Dados do Trabalho

Título

DETERMINAÇÃO DOS PARÂMETROS CROMATOGRÁFICOS PARA VALIDAR METODOLOGIA DE QUANTIFICAÇÃO DE AFLATOXINA M1 EM COLOSTRO BOVINO

Introdução

O colostro bovino tem sido amplamente utilizado como suplemento alimentar por possuir altos níveis de imunoglubolinas, vitaminas A e D, ferro e cálcio, quando comparados ao leite. A ocorrência de aflatoxina M1 em leite e produtos lácteos tem sido muito relatada, sendo que a contaminação ocorre em função do consumo de rações contaminadas com aflatoxina B1 que são biotransformadas no organismo do animal. O objetivo deste trabalho foi determinar os parâmetros cromatográficos para validar metodologia de quantificação de aflatoxina M1 em colostro bovino.

Material e Métodos

FFoi utilizado um cromatógrafo líquido acoplado a um espectrômetro de massas triplo quadrupolo (Shimadzu, modelo LCMS-8060 NX, Japão), equipado com interface electrospray.

Resultados e Discussão

Na separação cromatográfica foi utilizada temperatura do forno 40 °C e fase móvel composta por formiato de amônio (5 mM) acidificado com 0,1% de ácido fórmico e metanol, gradiente de eluição com fluxo 0,2 mL min-1 e volume de injeção 1 µL. A aflatoxina M1 foi detectada no modo Multiple Reaction Monitoring, utilizando concentração de 502 ppb em acetonitrila.

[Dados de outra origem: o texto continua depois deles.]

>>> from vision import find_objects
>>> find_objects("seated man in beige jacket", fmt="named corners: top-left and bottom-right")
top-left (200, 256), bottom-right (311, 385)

Foi otimizado o parâmetro do precursor, tendo como íon 328,95 (m/z), obtido no modo positivo, bem como os íons produto e suas respectivas energias de colisão: 187,1 (m/z) e -47,0 V; 188,1 (m/z) e -45,0 V; 161,05 (m/z) e 49,0 V; 214,0 (m/z) e 49,0 V; 243,9 (m/z) e -33,0 V. O íon quantificador e qualificador foram 187,1 (m/z) e 243,9 (m/z). Os parâmetros da interface foram otimizados, obtendo-se a voltagem da interface (1,0 kV), o CID gás (330 kPa), os fluxos dos gases de nebulização, secagem e aquecimento (2,0; 4,0 e 12,0 L min-1), e as temperaturas da interface, linha de dessolvação e bloco de aquecimento (250, 300 e 500 ºC). Após a otimização dos parâmetros procedeu-se com a separação cromatográfica da aflatoxina M1 utilizando a coluna Mastro PFP2 (3 µm, 150 mm x 2,1 mm), obtendo-se o tempo de retenção de 5,6 min.

Conclusão

Os limites de detecção e quantificação do equipamento, bem como a curva analítica estão sendo determinados e na sequência serão realizados os testes para a validação do método de Quechers miniaturizado.